This was compounded by Hallam’s apparently heroic and public – death. The circumstances were horrific and many people left writings about it. When his balloon broke free from its moorings and started to drift towards enemy lines, Hallam threw the camera equipment and maps over the side, gave the balloon’s 2 parachutes to the 2 other men in the basket and then jumped out himself, plunging 6,000 feet – “like a stone”, according to Dundee Courier (“How Basil Hallam Met His Death, 4 September 1916). Philip Zeigler’s Diana Cooper: The Biography of Lady Diana Cooper (1982) quotes Raymond Asquith’s eye-witness letter to Hallam’s ertswhile girlfriend, reporting that Hallam’s body was found “dreadfully foreshortened”; his cigarette case was the only identifying mark. Rudyard Kipling also describes Hallam’s death in The Irish Guards in the Great War (1916), although the details of his version are slightly different [link]

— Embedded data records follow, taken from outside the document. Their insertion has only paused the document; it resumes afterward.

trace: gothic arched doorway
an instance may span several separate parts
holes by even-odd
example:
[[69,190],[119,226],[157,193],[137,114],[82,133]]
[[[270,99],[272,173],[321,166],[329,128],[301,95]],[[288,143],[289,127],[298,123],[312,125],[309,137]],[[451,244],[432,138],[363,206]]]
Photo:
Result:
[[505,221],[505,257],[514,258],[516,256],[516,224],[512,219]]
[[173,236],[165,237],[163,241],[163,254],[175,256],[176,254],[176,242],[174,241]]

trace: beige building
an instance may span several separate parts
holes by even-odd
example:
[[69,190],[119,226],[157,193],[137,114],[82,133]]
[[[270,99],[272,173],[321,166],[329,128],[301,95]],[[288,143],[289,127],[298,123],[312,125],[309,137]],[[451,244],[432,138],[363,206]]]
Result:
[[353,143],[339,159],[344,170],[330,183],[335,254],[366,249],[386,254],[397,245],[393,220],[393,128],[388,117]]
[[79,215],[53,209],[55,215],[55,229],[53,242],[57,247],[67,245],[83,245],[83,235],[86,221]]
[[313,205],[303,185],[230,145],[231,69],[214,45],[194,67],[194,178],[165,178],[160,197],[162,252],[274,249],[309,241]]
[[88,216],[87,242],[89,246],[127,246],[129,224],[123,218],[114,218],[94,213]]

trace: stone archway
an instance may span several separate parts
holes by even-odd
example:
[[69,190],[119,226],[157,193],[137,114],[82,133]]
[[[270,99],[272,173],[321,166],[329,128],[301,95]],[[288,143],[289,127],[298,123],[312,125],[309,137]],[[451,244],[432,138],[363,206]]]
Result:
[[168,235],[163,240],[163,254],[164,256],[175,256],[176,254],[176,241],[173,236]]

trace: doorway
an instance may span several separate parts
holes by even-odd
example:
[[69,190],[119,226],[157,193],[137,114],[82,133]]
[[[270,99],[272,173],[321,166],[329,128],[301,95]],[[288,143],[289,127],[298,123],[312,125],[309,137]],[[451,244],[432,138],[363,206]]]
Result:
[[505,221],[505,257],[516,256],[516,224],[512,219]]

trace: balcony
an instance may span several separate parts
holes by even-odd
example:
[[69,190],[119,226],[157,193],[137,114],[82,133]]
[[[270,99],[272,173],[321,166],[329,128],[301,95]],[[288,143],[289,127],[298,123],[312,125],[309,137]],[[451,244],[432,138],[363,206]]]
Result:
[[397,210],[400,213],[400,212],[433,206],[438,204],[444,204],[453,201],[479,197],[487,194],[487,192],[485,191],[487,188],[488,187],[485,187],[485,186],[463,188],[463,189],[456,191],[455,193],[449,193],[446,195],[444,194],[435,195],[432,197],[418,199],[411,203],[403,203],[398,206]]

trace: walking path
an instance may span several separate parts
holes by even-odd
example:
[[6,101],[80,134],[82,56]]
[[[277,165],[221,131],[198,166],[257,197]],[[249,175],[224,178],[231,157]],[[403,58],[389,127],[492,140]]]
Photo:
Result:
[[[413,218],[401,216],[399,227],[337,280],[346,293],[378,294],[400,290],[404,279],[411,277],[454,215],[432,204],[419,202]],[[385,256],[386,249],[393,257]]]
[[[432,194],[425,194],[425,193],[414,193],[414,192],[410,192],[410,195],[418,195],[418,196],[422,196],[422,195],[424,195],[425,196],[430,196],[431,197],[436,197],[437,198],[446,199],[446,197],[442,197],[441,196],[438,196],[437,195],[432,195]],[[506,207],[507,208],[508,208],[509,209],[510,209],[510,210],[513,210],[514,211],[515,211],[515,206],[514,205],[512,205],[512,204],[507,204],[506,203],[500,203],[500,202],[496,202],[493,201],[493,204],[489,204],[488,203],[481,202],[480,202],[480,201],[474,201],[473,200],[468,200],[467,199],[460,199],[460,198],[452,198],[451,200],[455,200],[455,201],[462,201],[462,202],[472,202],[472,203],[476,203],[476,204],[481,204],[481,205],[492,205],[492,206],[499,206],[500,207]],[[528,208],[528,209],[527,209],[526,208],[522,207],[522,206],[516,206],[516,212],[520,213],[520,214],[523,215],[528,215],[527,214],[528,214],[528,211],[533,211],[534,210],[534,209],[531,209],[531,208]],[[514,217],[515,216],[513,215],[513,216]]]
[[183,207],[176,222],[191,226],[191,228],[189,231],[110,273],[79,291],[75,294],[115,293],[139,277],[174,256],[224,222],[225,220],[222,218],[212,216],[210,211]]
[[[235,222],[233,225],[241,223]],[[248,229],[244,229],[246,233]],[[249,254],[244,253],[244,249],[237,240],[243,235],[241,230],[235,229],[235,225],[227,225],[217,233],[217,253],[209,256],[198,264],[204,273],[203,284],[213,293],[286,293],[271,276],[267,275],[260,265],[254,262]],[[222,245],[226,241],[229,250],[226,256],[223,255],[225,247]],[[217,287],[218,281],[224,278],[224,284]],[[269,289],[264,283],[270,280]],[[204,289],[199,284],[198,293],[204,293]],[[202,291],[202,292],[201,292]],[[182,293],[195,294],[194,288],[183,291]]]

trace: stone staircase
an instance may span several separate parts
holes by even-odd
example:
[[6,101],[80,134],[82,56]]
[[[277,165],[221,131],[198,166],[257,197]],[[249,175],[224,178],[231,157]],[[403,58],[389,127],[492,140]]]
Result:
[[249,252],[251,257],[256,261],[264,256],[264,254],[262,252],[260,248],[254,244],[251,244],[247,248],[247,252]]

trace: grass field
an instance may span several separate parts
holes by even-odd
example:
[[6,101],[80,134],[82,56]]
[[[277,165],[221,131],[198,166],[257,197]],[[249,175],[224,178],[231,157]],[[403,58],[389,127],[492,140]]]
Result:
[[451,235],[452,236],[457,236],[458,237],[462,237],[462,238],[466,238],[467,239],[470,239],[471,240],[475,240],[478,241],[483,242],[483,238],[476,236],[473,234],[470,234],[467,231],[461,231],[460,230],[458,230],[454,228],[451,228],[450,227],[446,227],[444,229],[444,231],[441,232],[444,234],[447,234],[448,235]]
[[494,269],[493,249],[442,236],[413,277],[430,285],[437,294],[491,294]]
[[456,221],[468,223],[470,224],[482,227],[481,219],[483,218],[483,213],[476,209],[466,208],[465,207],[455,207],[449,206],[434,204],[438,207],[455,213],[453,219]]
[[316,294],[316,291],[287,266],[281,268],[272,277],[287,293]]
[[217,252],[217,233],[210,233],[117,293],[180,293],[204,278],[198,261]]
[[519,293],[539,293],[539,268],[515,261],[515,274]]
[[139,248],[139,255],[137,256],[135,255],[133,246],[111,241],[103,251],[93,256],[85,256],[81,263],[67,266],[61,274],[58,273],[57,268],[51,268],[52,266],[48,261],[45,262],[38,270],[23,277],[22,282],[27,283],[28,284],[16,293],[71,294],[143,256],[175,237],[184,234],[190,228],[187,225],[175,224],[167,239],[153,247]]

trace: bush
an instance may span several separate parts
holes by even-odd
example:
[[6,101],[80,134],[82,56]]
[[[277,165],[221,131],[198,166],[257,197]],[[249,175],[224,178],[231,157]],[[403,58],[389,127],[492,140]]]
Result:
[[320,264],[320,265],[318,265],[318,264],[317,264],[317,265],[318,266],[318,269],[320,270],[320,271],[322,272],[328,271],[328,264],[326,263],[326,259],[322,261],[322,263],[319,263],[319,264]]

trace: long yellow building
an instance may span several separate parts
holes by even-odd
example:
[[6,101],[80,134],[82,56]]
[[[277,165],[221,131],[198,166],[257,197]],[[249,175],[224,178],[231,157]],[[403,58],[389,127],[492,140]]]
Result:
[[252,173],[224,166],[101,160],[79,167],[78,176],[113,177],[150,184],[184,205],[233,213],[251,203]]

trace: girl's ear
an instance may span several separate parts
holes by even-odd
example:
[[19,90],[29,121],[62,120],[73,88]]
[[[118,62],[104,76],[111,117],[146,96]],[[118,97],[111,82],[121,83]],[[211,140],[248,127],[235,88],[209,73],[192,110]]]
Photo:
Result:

Because he was an actor who was well-known and well- watched Hallam’s story is easier to track than many contemporaries. There is even a Times obituary (24 August 1916). Other newspapers carried photos of his grave at Couin British Cemetery. Since then these events have also been deployed – and hence written about – as an example of J.B. Priestly’s “great [lost] generation, marvellous in its promise” (Margin Released, p.213).

Unsurprisingly, it’s more difficult to reconstruct the service careers of performers who weren’t “stars”, whose enlistment, return or death went largely unrecorded. The National Archives hold Army Service Records online but one particularly challenging aspect is discovering the “real” names of some of these men. Performers use stage names. Away from the stage and the theatrical newspapers, many disappear, even those who were well-known at the time.

Conscription
In autumn 1915, other performers attested under Lord Derby’s Scheme i.e. they signalled their willingness to serve should they be called upon. This willingness was often inserted in theatre programmes lest the audience should be in any doubt as to the patriotism of those involved. However, the audience often was in doubt. There are plenty stories of actors being harangued from the auditorium.

One frequently-made point was that many performers looked younger than they actually were. In 1917, Fred Russell, Chairman of the Variety Artistes Federation, explained that 80% of male stars “are over military age” and that “appearances are deceptive. The entertainer who passes for twenty-five from the front may be a grandfather. It is part of his business to preserve a youthful appearance, and `make-up’ goes a long way in that direction” (“Pros and Patriotism”, Performer 28 June 1917, p.17).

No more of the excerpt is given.